Partial env region sequencing
Each amplified product, from either virion and provirus replicates, was marked with the Big Dye Kit (Ready Reaction Mix, Applied Biosystems, Foster City, CA) with the primers V3O2, forward position 5′ AAT GTC AGY ACA GTA CAA TGT ACA C 3′ (6948→6969), ES7, forward position 5′ CTG TTA AAT GGC AGT CTA GC 3′ (7005→7021), ED33 reverse position 5′ TTA CAG TAG AAA AAT TCC CCT C 3′ (7360←7378), and SQV3, reverse position 5′ GAA AAA TTC CCT TCC ACA ATT AAA 3′ (7350←7370). Cycle sequencing conditions consisted of 25 cycles at 96°C for 10 s, 50°C for 5 s, 60°C for 4 min, and 8°C for infinity. After cycle sequencing, DNA precipitation using a solution of sodium acetate and ethanol was followed by denaturation using Hi-Di Formamide at 94°C for 4 min and resolved at an automated sequencer Genetic Analyzer 3130 XL (Applied Biosystems).
Viral tropism determination
Electropherogram data were analyzed using Sequencher 4.6 software (USA). Sequences were edited manually and a contig was generated based in two or more sense and antisense sequences, considering ambiguous nucleotides as mixtures. Sequences were evaluated using web-based tools such as NCBI locator, BLAST, and genotyping, with reevaluation of the electropherogram whenever needed. The coreceptor usage of HIV-1 was predicted from the V3 env region nucleotide sequence by geno2pheno URL:
Distance metrics
Estimation of diversity at V3 of each sequence (intrasequence) was evaluated as the number of nonsynonymous ambiguities, nucleotide mixtures that would lead to codification of more than one amino acid (NSA) and as the ambiguity index, that is, the number of all degenerate nucleotides, excluding N, divided by the total number of nucleotides.
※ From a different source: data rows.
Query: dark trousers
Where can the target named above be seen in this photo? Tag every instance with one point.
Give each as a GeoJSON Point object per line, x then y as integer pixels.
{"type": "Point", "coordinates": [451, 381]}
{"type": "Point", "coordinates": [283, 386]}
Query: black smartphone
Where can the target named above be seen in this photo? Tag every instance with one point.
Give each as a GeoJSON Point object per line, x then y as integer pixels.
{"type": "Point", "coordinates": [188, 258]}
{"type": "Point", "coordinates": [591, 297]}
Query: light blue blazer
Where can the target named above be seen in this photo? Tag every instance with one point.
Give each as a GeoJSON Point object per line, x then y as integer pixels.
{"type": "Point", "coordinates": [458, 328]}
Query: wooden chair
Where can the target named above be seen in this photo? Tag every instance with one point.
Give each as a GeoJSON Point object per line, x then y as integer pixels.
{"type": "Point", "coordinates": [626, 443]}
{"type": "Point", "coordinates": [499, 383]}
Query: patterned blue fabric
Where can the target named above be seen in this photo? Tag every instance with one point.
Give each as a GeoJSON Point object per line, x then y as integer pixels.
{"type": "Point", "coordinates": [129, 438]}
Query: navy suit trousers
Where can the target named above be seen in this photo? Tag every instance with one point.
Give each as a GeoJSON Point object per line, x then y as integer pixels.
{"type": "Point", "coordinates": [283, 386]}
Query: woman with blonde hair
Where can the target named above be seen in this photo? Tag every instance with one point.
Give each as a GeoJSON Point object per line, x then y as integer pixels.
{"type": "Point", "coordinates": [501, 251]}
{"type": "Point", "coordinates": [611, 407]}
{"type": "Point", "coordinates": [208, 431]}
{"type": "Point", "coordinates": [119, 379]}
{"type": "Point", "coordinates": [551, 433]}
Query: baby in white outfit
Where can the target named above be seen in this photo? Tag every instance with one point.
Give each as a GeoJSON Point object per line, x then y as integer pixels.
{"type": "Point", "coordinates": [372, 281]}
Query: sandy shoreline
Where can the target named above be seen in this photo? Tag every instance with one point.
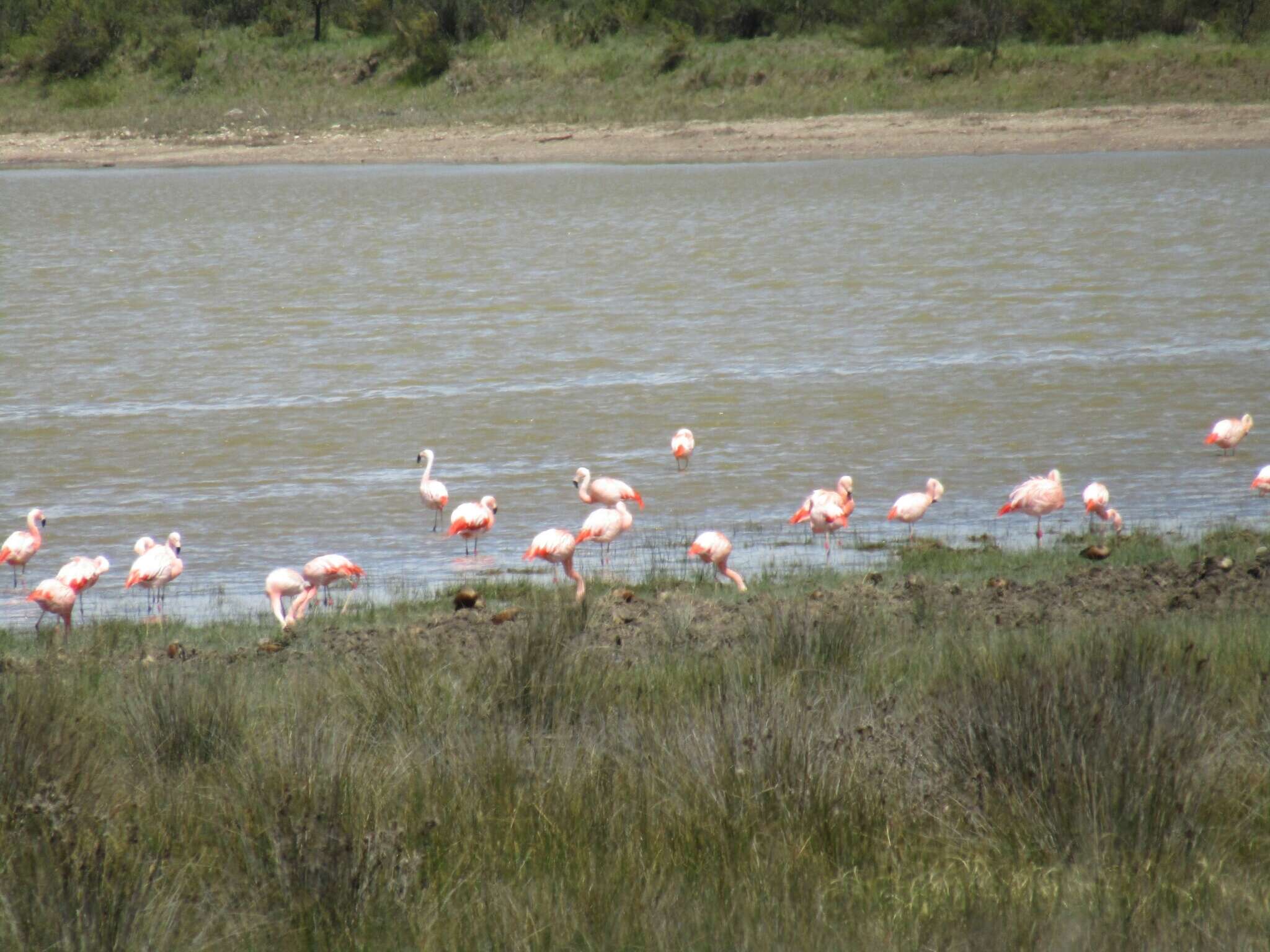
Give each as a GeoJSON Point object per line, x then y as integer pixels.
{"type": "Point", "coordinates": [1106, 128]}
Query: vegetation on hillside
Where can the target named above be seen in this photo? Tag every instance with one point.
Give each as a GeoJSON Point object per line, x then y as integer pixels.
{"type": "Point", "coordinates": [967, 749]}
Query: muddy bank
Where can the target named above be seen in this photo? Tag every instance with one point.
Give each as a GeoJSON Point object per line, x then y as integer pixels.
{"type": "Point", "coordinates": [1112, 128]}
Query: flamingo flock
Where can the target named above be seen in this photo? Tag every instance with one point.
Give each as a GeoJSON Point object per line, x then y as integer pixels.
{"type": "Point", "coordinates": [826, 511]}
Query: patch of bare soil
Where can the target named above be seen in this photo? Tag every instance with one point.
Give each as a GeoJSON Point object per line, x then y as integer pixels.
{"type": "Point", "coordinates": [1094, 130]}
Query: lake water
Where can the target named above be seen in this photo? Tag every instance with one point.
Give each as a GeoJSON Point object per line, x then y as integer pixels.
{"type": "Point", "coordinates": [255, 356]}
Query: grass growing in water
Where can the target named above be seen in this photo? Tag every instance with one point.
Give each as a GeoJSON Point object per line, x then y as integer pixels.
{"type": "Point", "coordinates": [963, 749]}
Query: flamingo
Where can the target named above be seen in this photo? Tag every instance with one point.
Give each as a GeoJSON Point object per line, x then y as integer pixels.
{"type": "Point", "coordinates": [56, 598]}
{"type": "Point", "coordinates": [326, 570]}
{"type": "Point", "coordinates": [291, 584]}
{"type": "Point", "coordinates": [156, 568]}
{"type": "Point", "coordinates": [602, 489]}
{"type": "Point", "coordinates": [82, 574]}
{"type": "Point", "coordinates": [1096, 498]}
{"type": "Point", "coordinates": [1114, 518]}
{"type": "Point", "coordinates": [432, 491]}
{"type": "Point", "coordinates": [473, 519]}
{"type": "Point", "coordinates": [714, 547]}
{"type": "Point", "coordinates": [1038, 496]}
{"type": "Point", "coordinates": [912, 507]}
{"type": "Point", "coordinates": [605, 526]}
{"type": "Point", "coordinates": [682, 446]}
{"type": "Point", "coordinates": [828, 511]}
{"type": "Point", "coordinates": [557, 546]}
{"type": "Point", "coordinates": [20, 546]}
{"type": "Point", "coordinates": [1228, 433]}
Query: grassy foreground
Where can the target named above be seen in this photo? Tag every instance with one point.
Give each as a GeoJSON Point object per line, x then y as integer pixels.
{"type": "Point", "coordinates": [257, 87]}
{"type": "Point", "coordinates": [969, 749]}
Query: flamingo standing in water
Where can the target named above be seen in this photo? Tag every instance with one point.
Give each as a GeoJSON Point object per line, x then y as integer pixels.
{"type": "Point", "coordinates": [473, 519]}
{"type": "Point", "coordinates": [287, 583]}
{"type": "Point", "coordinates": [828, 511]}
{"type": "Point", "coordinates": [82, 574]}
{"type": "Point", "coordinates": [432, 491]}
{"type": "Point", "coordinates": [20, 546]}
{"type": "Point", "coordinates": [1228, 433]}
{"type": "Point", "coordinates": [557, 546]}
{"type": "Point", "coordinates": [605, 526]}
{"type": "Point", "coordinates": [55, 598]}
{"type": "Point", "coordinates": [324, 570]}
{"type": "Point", "coordinates": [156, 568]}
{"type": "Point", "coordinates": [682, 446]}
{"type": "Point", "coordinates": [1038, 496]}
{"type": "Point", "coordinates": [714, 549]}
{"type": "Point", "coordinates": [1096, 498]}
{"type": "Point", "coordinates": [603, 489]}
{"type": "Point", "coordinates": [912, 507]}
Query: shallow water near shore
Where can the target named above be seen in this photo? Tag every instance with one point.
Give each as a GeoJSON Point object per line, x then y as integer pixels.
{"type": "Point", "coordinates": [255, 356]}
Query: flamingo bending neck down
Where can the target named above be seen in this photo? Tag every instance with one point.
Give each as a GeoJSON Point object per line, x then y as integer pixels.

The diversity intersequences (between replicates) was quantified by Protdist (Protein distance matrix—version 3.5c, BioEdit Sequence Alignment Editor, v7.2.5); dispersion was quantified by comparing the paired standard deviation of the sequence's FPR among replicates (n=26). The relationship of the sequences and subtypes was evaluated by phylogenetic analysis utilizing the neighbor-joining (NJ) phylogenetic tree, using the evolutionary model selected for the dataset by Modeltest TVM+i+g with PAUP software v4.0b and using a Bayesian inference method available in the software BEAST version 1.7.4. Each sequence of the corresponding data set was dated and a maximum clade credibility (MCC) tree was generated. The internal nodes were inferred using a Markov chain Monte Carlo (MCMC) Bayesian approach under a GTR model with a gamma proportion for the nucleotide heterogeneity model, as selected by Modeltest. An MCMC run of three chains was run for 10 million generations. Convergence of parameters during the MCMC run was assessed by their effective sample size (ESS) reaching values above 200 as calculated with Tracer v1.5 24. Sequences are available at GenBank with accession numbers KF947399–KF947425 and KF947426–KF947513.
Statistical analyses
Epi Info 6.04d (CDC, Atlanta, GA) and Microsoft Excel 2007 were used for data storage. t tests, Wilcoxon signed rank test, and linear regression and correlation (Spearman) were done with Prism GraphPad 5.0. Results are expressed as medians, with a level of significance of p<0.05, two tailed.
Results
Cell and plasma paired single sequences from 28 patients and paired replicates (two to five sequences) from 26 patients were evaluated, with six cases excluded (three cases with plasma replicate and cell single and three with single plasma and cell replicate). Most patients were multiantiretroviral experienced with advanced disease (Supplementary Table S1; Supplementary Data are available online at
The median number of sequences NSA and the ambiguity index were similar in sequences that originated from either virions or provirus and both plasma and cell-derived clonalFPR showed a negative correlation with the number of NSA (p=0.0009 and p<0.0001, respectively) (Supplementary Fig. S1A and B). The paired cell/plasma lowest clonalFPR value showed a strong correlation (r=0.86, p<0.0001) (Fig. 1). Discordances were observed at the different geno2pheno (g2p) cutoffs commonly used in clinical prediction (Supplementary Table S2). When only cases with cell/plasma paired triplicates are considered, 29% (2/7) discordances at clonalFPR10% were identified. The use of position-specific scoring matrices (PSSM) also showed cell/plasma discordances both in single pairs (5/28) and with replicates (6/26), and these tools disagreed in 14 (33/234) sequence-based predictions (Supplementary Tables S3 and S4). Evaluating the dispersion of FPR values from replicate sequences, the standard deviation of cell-derived FPR was significantly greater than that of plasma-derived sequences (p=0.003) (Fig. 2). Moreover, the genetic distance was significantly higher in provirus as compared to that from virions (p<0.0001) (Fig. 3). The genetic distance from both cell and plasma replicates showed no significant correlation with CD4 counts or viral load (data not shown). The phylogenetic relationship of each patient sequence was suggested by different phylogenetic methods. In Supplementary Fig. S2 a representative Bayesian tree is shown, with the non-B and a subset of B cell and plasma sequences along with references from GenBank (Supplementary Table S5). Sequences from the same patient form clusters, mostly with high bootstrap, but no clear cell/plasma or R5/X4 relationship can be observed.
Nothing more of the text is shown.